How Much Should I Save?
Essentially, there’s really no one-size-fits-all method to determining how much you should save. It requires an assessment of how your income stream works and what you can feasibly save while still purchasing the essentials. I’m going to talk about two different saving methods here, one of which I’m using currently, and one of which I plan to start using once I have a “big girl” salary.
The way that I save now is a result of separating my income into two sources: primary and secondary. The primary source is how I pay for my rent, groceries, etc. It’s what I use when I budget. The secondary source is from my “side hustles” – my work as an independent contractor, tutoring, and blogging. With my “side hustle” income, I save 50% of that income. Right now, that’s what’s most feasible for me.
However, once I have a job that pays me more regularly, I’m going to start saving 10% of my total income. That’s the usual suggested savings rate and allows you to set up a really solid savings account for the future. So if you’re in a position to start saving at that rate now, go for it.

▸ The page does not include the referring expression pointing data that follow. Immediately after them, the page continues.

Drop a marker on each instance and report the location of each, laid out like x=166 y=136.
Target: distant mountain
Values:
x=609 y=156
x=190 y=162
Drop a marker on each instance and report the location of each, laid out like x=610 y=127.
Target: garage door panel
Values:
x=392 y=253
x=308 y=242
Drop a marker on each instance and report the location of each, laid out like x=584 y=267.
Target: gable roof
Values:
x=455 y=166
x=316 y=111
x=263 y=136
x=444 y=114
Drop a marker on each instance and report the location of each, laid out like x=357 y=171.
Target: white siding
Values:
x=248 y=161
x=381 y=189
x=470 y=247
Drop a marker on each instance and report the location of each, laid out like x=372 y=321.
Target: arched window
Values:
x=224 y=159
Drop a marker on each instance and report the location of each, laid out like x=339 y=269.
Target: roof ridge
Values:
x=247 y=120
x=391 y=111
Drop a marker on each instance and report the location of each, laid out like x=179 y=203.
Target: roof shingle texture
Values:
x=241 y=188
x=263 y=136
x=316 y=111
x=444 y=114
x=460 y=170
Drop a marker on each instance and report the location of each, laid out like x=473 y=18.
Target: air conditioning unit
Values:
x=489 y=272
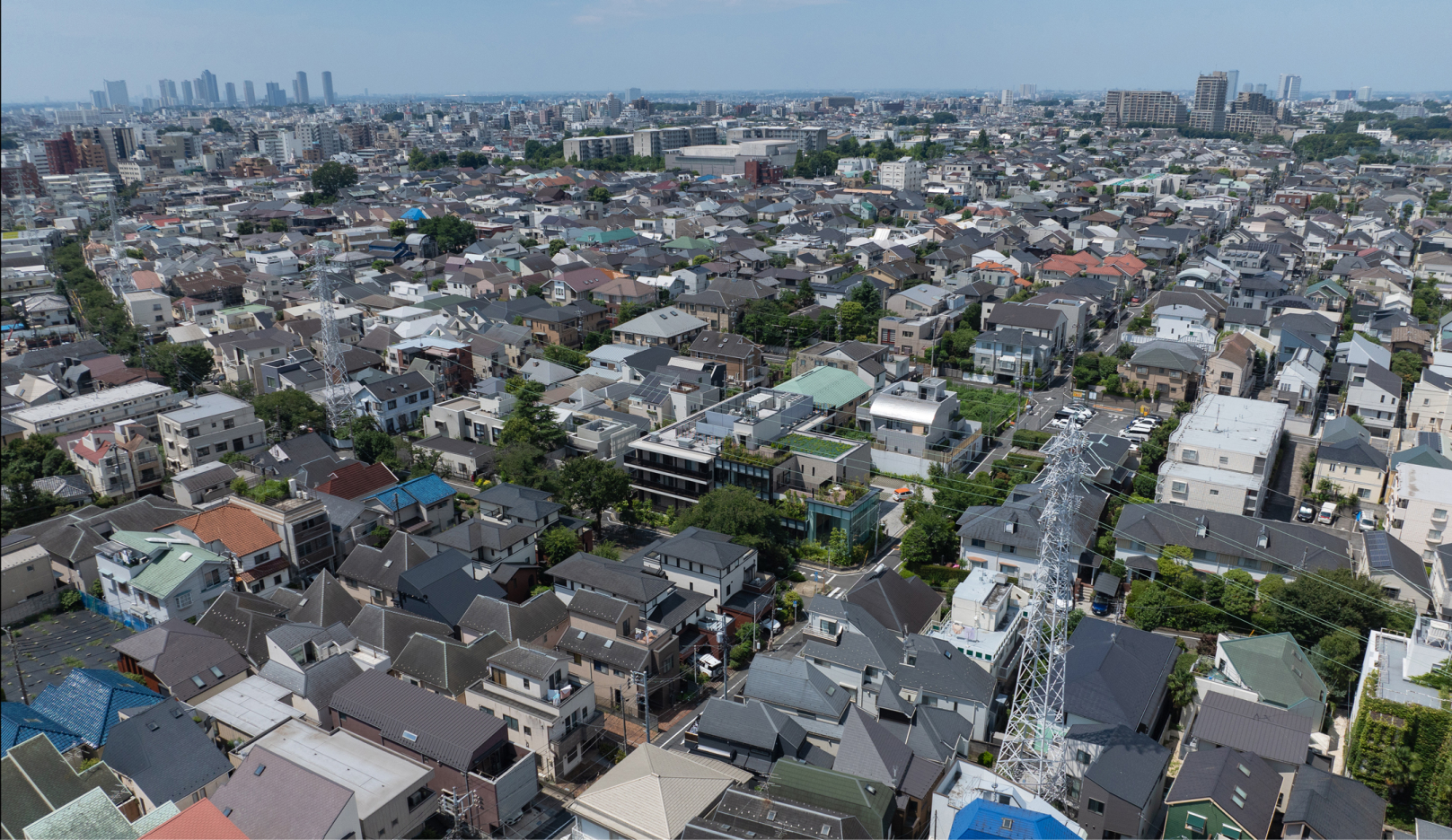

Ultimately, how you choose to save your money is a result of sitting down, looking at your finances, and seeing what you can set aside as savings. Yes, it may mean you go out to eat a little less or buy Starbucks a little less frequently, but I promise, it’ll all be worth it in the end. You’ll get to use that money for something really cool – I’m using that money to go to South Africa after I graduate. And at the end of the day, I’ll give up a couple extra lattes for something as cool as that.
It was hard for me to save in college because I didn’t have any income, but I understood the importance of saving and made sure to start as soon as I got my first job out of college. I was shown all those graphs and charts and knew it was important!
Even though we earn less as students, you’re right that it’s still important to save. Earlier this year, I had an awful car day; I had a puncture and had to get a new tyre and while the mechanics were fixing it, they discovered my break pads were entirely worn and about to fail, so I had to replace both things. I was so glad that I’d been saving. Like you said, you have to try and prepare for things like your laptop breaking because it’d make studying so much harder without it. I get paid weekly now so I try to put away at least £25 per week.